While the 50 disqualifying offenses listed by the bill include a number of violent crimes and trafficking offenses, it did not list enough crimes to Cotton’s liking.
Cotton claims that under the bill, criminals convicted for drug-related robberies involving assault with dangerous weapons, assaulting police officers with a deadly weapon, assaulting a spouse or child resulting in bodily injury, violent carjacking or heroine and fentanyl trafficking would be eligible for earned time credits.
Although the bill doesn’t specifically list those crimes as disqualifying inmates from being able to earn time credits, the bill does require wardens and federal prison facilities to determine if the remaining inmates who have not been disqualified by the language in the bill are “minimum or low” recidivism risks.
“Time credits earned under this paragraph by prisoners who successfully participate in recidivism reduction programs or productive activities and who have been determined to be at minimum risk or low risk for recidivating pursuant to their last two reassessments shall be applied toward time in pre-release custody,” the bill reads.
According to Lee, those determinations would have to be made through “data-based standards developed by the attorney general and the independent commission,” Lee explained.
“Senator Cotton contends that the bill will allow dangerous criminals to win early release. As explained above, the bill categorically excludes offenders convicted of certain crimes and provides that all other offenders are eligible to earn credits only if they are deemed a minimum or low recidivism risk,” Lee explained. “Cotton dislikes this system because it reflects too much ‘faith that government bureaucrats can judge the state of a felon’s soul’ and is subject to manipulation by a future Democratic president.”

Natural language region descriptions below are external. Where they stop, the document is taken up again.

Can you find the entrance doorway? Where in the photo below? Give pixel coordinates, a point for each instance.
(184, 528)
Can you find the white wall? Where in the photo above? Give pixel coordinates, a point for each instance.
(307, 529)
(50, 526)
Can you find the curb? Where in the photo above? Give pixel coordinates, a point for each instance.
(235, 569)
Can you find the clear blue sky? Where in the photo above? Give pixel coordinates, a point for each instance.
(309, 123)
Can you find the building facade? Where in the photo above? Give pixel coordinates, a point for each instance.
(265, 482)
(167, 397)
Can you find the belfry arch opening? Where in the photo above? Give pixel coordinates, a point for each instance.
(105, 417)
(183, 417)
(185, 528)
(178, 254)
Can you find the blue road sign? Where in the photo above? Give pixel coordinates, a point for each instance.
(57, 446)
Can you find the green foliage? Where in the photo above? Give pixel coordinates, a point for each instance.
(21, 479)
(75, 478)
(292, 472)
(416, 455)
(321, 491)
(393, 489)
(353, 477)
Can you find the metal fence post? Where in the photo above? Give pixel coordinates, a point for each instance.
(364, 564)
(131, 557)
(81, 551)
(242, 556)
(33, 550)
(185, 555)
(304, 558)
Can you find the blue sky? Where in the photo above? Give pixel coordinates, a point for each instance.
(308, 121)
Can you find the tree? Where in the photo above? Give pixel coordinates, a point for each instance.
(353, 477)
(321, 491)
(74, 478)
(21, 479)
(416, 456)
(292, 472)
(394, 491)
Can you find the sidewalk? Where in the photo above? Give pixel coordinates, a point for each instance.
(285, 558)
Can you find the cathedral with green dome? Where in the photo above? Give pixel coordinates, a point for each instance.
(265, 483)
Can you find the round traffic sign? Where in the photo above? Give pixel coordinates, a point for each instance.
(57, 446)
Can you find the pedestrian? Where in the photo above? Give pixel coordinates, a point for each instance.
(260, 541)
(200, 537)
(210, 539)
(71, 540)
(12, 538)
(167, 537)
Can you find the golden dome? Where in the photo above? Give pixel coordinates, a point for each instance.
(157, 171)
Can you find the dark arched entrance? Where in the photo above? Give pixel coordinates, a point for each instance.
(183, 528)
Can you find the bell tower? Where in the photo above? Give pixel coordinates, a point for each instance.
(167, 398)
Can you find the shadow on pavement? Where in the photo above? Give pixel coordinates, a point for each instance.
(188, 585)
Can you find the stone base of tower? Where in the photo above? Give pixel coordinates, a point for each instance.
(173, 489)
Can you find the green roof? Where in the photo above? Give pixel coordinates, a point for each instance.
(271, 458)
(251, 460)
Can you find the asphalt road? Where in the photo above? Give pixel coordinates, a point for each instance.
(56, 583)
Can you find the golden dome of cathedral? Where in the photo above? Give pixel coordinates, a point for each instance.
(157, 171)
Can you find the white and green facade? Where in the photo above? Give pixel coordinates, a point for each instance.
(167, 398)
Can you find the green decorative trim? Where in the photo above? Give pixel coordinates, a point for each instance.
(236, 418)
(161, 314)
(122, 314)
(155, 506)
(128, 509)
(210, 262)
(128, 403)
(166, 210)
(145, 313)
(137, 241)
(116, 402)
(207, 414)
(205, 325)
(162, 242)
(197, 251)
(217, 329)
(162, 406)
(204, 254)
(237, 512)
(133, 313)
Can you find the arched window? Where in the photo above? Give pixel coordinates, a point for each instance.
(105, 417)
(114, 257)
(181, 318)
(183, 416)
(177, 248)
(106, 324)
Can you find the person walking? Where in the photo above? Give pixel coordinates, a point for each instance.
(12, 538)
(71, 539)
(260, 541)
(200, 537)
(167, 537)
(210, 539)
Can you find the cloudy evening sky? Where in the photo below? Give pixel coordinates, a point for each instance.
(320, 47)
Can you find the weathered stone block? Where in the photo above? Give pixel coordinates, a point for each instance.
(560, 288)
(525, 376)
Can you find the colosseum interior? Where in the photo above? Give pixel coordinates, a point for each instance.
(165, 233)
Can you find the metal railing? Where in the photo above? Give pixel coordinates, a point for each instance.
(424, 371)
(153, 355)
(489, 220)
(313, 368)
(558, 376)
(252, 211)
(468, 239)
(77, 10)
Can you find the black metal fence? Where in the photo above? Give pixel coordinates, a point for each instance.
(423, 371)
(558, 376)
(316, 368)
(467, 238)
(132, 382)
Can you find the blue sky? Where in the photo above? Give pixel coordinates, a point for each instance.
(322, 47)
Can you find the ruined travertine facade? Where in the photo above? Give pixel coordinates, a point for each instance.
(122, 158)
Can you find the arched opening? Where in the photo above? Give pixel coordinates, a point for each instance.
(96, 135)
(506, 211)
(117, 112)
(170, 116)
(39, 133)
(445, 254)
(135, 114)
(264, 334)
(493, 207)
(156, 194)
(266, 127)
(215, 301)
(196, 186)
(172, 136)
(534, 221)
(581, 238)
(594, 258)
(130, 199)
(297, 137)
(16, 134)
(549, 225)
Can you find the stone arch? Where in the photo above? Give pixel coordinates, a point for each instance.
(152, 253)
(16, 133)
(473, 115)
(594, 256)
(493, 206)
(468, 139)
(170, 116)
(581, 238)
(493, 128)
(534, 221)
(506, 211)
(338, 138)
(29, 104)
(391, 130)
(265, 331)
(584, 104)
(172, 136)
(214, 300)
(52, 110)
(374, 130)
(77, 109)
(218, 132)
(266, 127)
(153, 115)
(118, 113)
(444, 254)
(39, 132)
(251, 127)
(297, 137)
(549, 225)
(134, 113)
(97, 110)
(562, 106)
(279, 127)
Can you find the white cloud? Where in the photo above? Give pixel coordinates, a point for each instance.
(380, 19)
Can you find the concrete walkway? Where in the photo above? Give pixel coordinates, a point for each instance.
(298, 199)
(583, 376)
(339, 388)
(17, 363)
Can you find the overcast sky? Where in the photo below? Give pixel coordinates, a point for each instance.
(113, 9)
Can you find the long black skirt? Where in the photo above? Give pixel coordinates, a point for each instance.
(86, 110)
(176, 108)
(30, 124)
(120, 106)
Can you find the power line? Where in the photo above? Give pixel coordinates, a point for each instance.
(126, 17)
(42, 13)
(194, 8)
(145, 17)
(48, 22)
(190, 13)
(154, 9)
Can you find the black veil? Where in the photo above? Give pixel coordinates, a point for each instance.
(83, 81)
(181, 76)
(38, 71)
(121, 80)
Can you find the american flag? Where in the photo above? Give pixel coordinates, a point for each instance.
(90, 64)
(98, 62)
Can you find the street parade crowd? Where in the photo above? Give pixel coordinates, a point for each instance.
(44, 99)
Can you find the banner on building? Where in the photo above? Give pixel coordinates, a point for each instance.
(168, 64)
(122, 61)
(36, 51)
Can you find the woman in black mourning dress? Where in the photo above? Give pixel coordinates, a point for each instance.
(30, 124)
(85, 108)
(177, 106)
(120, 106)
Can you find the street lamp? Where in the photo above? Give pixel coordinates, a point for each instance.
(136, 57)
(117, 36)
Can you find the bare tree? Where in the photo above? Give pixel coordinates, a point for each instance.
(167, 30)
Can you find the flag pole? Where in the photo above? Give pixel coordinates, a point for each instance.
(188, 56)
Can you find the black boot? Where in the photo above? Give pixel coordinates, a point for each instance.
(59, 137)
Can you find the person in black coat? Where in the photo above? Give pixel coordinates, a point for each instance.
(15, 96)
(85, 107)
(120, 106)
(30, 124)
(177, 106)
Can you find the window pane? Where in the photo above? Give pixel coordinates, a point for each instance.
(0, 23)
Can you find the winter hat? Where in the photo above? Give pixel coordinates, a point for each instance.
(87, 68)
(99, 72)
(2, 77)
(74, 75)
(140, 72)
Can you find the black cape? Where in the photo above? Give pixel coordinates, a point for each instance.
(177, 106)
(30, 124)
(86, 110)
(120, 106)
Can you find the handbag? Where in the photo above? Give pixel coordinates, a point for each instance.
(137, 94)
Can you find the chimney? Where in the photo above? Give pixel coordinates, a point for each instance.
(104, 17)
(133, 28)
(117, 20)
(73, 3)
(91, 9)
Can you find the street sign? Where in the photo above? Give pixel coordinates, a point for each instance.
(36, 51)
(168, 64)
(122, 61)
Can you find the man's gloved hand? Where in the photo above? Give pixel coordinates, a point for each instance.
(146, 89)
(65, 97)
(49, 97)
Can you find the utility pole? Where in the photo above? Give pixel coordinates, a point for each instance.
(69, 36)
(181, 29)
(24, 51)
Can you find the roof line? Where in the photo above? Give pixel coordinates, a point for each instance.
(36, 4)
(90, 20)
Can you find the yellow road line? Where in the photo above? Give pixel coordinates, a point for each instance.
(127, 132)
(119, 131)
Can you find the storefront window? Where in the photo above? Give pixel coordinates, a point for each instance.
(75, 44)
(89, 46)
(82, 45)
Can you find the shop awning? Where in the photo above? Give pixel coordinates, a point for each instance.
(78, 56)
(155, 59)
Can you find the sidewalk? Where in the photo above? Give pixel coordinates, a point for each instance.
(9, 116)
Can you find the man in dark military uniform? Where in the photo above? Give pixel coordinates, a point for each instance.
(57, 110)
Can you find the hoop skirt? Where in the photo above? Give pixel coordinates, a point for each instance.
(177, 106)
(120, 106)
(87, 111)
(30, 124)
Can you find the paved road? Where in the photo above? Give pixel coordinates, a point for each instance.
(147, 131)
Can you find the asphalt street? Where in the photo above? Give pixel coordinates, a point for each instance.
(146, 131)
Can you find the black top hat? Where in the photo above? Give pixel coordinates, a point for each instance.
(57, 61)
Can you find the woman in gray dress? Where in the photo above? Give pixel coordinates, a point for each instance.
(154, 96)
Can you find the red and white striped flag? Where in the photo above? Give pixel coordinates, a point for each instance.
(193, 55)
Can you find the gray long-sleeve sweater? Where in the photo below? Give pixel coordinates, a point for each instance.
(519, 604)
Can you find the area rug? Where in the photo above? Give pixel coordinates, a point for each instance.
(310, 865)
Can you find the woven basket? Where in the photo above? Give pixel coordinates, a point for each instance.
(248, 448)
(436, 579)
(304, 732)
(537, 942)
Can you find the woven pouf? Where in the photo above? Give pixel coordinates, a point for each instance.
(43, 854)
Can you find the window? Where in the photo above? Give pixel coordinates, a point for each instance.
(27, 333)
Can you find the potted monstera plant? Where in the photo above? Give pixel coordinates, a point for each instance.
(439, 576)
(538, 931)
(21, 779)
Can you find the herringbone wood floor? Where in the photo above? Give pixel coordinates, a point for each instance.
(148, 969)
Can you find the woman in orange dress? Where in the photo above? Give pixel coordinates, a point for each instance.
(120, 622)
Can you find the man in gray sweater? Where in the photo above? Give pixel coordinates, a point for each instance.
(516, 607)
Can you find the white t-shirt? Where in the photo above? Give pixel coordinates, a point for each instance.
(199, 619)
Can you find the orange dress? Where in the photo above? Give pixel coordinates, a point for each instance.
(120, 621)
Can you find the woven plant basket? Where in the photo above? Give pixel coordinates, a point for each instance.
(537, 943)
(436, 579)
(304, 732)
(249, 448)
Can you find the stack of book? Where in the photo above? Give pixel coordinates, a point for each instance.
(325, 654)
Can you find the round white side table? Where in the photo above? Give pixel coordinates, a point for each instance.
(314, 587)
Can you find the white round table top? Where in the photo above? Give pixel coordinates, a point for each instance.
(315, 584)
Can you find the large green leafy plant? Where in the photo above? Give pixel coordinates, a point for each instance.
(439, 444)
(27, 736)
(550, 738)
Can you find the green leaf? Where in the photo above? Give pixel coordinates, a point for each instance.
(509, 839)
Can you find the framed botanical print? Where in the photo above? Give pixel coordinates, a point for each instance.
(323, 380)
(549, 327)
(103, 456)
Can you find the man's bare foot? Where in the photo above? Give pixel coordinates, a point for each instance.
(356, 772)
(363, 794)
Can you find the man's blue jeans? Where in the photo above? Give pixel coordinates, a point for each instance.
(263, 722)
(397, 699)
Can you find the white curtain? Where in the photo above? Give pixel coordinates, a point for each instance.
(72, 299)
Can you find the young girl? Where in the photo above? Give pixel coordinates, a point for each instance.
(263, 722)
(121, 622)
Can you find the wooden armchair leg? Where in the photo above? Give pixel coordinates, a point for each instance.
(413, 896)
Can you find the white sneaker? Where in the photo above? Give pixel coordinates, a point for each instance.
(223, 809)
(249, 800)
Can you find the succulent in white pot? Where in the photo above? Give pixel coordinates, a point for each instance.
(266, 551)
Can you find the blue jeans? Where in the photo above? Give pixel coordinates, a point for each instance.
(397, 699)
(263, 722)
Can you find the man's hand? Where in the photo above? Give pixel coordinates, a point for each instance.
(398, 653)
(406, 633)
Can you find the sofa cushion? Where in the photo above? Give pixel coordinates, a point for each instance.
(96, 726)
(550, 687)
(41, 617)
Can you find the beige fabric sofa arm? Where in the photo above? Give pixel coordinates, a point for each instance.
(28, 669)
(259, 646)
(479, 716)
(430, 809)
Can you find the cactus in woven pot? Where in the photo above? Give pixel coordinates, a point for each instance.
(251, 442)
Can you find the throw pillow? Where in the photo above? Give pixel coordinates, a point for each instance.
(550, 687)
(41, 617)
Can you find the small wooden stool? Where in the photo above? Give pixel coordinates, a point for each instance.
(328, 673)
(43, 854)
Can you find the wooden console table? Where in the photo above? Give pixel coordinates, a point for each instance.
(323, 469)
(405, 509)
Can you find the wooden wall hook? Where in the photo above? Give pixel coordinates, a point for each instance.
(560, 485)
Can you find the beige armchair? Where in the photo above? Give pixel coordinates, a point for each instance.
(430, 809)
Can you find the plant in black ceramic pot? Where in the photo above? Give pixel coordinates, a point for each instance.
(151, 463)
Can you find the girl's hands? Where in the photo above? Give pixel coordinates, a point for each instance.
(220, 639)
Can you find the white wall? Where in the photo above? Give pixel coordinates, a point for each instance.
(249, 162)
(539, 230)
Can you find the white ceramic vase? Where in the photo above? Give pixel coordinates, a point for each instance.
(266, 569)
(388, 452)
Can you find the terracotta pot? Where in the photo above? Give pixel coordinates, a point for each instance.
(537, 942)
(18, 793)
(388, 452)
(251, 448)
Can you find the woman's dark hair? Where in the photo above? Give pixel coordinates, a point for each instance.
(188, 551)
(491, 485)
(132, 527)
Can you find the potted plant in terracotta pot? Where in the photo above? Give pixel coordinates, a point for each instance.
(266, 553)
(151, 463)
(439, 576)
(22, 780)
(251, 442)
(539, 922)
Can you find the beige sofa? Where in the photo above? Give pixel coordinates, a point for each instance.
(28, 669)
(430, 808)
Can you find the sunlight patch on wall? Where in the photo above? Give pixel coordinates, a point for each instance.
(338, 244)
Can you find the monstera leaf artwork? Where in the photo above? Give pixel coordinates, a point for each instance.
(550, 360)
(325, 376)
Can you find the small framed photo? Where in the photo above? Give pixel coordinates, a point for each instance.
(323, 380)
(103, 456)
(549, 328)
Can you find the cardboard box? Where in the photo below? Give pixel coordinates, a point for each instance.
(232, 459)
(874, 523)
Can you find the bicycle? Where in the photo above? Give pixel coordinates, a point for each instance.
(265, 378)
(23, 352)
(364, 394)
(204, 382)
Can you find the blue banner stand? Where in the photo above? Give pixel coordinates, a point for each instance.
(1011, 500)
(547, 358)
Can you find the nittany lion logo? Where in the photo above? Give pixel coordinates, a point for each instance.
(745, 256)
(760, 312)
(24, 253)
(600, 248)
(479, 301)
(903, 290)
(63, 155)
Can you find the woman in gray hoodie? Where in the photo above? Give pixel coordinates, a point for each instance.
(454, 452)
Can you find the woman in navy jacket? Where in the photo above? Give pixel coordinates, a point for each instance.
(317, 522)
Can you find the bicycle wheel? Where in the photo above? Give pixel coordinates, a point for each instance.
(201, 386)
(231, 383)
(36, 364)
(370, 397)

Lee stressed that legislation doesn’t call on “government bureaucrats” to judge the inmates but rather calls on law enforcement officers to make those determinations, something, Lee says, that they do “daily.”
Lee contended that similar risk assessment programs have already been implemented in states like Texas and Georgia.
“[A]nd these states are hardly the post-apocalyptic criminal hellscapes that Cotton predicts such a system would cause,” Lee stated.